We all go through those days where we think to ourselves " I didn't sign up for this..". That thought always pops into my head, when it has been an extremely shitty day. Y'know the day I am talking about. That one where at least one or every child has thrown up in a place that needs to be scrubbed out, something has stopped working,you have somewhere to be and you are running late. Those days that try every ounce of patience you have. And you think to yourself.. this is not what I envisioned for myself. We all have those feelings and there is nothing shameful about having them either.

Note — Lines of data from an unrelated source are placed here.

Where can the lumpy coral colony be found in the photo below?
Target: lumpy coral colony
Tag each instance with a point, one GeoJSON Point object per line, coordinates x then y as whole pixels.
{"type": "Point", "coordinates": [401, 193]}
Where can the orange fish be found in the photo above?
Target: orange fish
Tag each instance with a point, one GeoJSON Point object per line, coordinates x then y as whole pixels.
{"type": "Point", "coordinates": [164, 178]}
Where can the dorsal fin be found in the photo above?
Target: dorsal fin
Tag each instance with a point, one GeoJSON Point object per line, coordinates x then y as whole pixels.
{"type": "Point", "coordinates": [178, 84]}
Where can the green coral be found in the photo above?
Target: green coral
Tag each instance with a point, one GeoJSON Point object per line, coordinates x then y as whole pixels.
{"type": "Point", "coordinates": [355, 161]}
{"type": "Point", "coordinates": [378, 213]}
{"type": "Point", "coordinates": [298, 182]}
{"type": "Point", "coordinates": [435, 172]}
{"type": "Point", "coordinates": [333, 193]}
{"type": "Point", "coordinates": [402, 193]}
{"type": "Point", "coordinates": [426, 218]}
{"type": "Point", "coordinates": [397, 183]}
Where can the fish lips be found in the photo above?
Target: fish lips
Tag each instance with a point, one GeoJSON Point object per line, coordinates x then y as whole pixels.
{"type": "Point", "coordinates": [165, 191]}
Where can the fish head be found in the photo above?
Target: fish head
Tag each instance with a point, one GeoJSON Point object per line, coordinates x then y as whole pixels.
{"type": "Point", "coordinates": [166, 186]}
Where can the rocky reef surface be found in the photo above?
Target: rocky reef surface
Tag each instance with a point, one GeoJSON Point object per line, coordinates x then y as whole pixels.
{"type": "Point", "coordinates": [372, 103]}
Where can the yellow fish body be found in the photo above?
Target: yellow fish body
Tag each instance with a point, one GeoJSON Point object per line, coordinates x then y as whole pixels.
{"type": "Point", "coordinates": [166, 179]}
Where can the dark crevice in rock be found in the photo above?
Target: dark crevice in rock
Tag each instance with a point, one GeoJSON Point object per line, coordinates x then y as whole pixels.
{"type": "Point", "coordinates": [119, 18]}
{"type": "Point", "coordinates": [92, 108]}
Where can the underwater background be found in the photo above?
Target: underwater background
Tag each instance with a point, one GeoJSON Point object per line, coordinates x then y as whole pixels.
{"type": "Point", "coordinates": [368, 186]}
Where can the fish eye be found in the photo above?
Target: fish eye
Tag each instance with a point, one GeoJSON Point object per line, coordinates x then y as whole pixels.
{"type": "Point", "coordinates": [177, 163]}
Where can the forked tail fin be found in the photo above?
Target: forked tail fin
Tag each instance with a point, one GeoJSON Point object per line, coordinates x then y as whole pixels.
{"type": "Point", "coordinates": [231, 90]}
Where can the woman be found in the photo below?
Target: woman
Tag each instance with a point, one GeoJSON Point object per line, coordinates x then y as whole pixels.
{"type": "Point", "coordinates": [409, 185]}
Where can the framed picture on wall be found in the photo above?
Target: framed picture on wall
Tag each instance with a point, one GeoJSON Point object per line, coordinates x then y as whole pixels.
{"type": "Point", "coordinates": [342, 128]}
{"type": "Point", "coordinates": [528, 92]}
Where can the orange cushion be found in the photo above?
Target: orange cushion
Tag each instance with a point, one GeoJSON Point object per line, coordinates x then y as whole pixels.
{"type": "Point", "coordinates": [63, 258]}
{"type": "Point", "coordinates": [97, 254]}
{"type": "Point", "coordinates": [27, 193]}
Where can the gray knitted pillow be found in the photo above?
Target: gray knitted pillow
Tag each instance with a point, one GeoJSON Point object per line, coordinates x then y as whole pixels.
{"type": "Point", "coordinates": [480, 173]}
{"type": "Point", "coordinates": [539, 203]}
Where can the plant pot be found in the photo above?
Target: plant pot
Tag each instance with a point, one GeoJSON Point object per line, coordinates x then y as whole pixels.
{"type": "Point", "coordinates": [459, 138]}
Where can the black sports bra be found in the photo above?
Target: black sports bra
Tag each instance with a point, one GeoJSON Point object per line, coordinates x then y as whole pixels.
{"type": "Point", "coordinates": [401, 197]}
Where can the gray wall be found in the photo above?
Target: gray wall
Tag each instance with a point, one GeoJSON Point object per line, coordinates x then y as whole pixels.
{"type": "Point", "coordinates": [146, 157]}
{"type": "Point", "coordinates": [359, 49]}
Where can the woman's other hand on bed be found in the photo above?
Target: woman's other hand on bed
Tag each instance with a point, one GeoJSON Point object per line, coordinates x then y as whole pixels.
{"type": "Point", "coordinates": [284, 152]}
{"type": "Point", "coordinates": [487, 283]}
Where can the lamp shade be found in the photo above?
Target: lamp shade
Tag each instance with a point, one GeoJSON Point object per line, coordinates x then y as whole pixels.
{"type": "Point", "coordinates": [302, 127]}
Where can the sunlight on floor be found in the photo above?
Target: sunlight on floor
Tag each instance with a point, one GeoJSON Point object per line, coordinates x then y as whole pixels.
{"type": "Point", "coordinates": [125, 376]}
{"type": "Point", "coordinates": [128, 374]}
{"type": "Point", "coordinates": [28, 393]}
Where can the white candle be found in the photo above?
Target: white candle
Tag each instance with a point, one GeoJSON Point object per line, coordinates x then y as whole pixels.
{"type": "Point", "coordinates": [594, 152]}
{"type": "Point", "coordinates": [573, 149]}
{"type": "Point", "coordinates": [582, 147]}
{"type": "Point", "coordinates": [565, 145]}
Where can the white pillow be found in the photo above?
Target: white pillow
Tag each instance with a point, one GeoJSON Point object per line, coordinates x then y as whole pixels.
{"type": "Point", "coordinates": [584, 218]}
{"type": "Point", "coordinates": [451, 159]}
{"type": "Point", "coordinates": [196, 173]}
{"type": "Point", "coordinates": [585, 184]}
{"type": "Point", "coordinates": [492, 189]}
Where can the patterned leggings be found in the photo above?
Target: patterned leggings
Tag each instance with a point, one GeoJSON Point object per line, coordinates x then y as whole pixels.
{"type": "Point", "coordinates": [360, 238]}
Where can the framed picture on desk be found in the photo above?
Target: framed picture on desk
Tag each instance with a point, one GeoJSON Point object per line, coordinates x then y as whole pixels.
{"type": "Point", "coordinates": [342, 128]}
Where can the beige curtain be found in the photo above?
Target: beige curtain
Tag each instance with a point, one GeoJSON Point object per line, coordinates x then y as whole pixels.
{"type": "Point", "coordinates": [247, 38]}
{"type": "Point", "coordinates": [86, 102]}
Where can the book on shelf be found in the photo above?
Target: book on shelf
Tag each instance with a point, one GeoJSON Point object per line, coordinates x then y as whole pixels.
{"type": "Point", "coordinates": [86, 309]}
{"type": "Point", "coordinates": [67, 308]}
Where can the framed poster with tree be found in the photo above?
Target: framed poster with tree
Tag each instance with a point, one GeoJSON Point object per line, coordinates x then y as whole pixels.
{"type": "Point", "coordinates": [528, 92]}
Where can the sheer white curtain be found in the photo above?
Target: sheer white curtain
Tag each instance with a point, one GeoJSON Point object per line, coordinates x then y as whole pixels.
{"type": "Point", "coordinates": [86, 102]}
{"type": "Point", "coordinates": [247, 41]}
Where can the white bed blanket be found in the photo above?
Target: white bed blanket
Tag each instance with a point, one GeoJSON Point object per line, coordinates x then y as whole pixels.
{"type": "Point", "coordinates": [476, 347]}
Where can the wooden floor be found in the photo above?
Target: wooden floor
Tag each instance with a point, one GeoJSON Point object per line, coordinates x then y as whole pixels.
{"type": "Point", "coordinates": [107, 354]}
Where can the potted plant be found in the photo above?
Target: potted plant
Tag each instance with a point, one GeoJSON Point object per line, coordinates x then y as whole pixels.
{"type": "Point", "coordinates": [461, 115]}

As for me, well I don't have the lifestyle my 20 something envisioned for herself. I have a lifestyle that has challenged me to grow as a person. I have a person who loves me for who I am and for who the person I am evolving into. I have children that teach me more about life than anything. Yeah I have had things happen that have definitely game changers to my dream, but in the long run it's those game changers that have made my lifestyle more realistic.

No I don't have the lifestyle I thought I ordered, but I do have one that has opened many doors that I didn't think I could open. And that is something I would never change, the ability change what I can and accept what I can't.